Every Thanksgiving, like clockwork, an email makes its way around the inboxes of conservative Americans across the country — along with those of the unsuspecting family members and friends to whom they may forward it. The missive claims to tell “The True Story of Thanksgiving.” In reality, all it does is further propagate myths and lies about the already greatly misunderstood holiday.

Limbaugh tells the same story each November, lifted from chapter six, “Dead White Guys, or What the History Books Never Told You,” of his 1994 book, “See, I Told You So.” The accuracy in Limbaugh’s telling of the story basically ends with the title of the chapter — it is indeed a story about dead white guys, and it is a story that, truthfully, is not told in history books.
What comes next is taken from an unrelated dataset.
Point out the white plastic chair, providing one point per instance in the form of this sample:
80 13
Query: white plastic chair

But the reason it is not told in history books is not, as Limbaugh implies, because the real story has been hidden, stifled, repressed; rather, the reason it is not told in history books is because it is not actual history. It is ahistorical right-wing propaganda; it is conservative mythology that was conjured to defend an idealized, fictitious representation of the United States of America and its origins.

In Limbaugh’s telling, which is echoed ad nauseam by the Tea Party, the Pilgrims were early-17th-century socialists who created a “forerunner to the communes we saw in the ’60s and ’70s out in California.” Their supposed socialist experiment, Limbaugh insists, “didn’t work. They nearly starved!”

It was only by abandoning collective ownership of property and adopting capitalist principles, Limbaugh insists, that the Pilgrims subsequently flourished. To celebrate their success, and to give thanks to God and the Almighty Free Market, the conservative pundit maintains, the colonists created Thanksgiving. ...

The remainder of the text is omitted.